Here’s something North Dakota Republicans need to do more of: Talk about how Senator Heidi Heitkamp’s votes in Congress have hurt North Dakota.

Senator John Hoeven kinda, sorta did that this last weekend when he delivered the GOP’s weekly address (watch it above). In it he pointed out that the Iran deal is hurting America’s energy industry.

“As a consequence of President Obama’s nuclear agreement with Iran, this state sponsor of terrorism will now be able to increase its oil exports at a moment when our moderate Sunni allies, and their partners, feel increasingly threatened by Iranian belligerents,” Hoeven said in the video. “As a result, Saudi Arabia has opened the spigot to maintain its own level of exports.”

This isĀ “actually working to undermine our energy industry,” Hoeven added.

Hoeven went on to point out that hurting America’s oil industry strengthens some of our enemies on the international stage. “A huge part of Vladimir Putin’s power base on the world stage is the fact that so much of Europe depends on oil and gas from Russia,” Hoeven said. “And [ISIS] is relying on oil and gas dollars to fund its brutal terrorist activities in the Middle East and beyond.”

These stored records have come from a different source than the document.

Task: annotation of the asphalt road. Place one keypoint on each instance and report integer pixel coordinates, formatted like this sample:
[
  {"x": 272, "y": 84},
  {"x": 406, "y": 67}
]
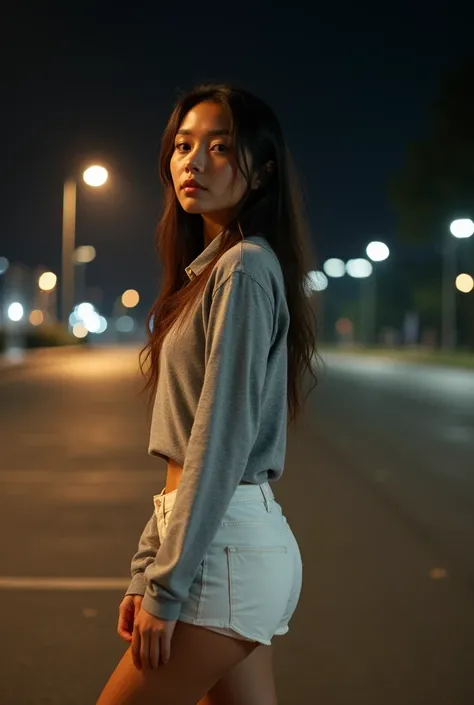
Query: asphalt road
[{"x": 378, "y": 487}]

America can now export unrefined crude oil to international markets (no thanks to President Obama or Democrats), and that helps, but the Iran deal puts American energy companies in direct competition with an oil-rich rogue state with a lengthy history of sponsoring terrorism.

From a purely free market perspective all countries should be at liberty to sell their goods and services on the global markets. But from a foreign policy perspective, allowing Iran to sell oil makes little sense.

Here in North Dakota, where low oil prices are putting a pinch on our state’s economy, the Iran deal hurts. Palpably.

And Senator Heitkamp voted for it.

Hoeven doesn’t make mention of Heitkamp specifically in the video – he was speaking on behalf of his national party, not North Dakota Republicans – but North Dakota Republicans should work to tie Heitkamp to these policies.

Republicans give Heitkamp far too much room to brand herself as a sort of pragmatic centrist who will govern like a Republican on the issues most important to North Dakotans. They need to point out that, when the chips are down and the Democrats and/or President Obama need her vote, she’s as loyal a partisan politician as you can find. Even when her vote runs contrary to her state’s interests.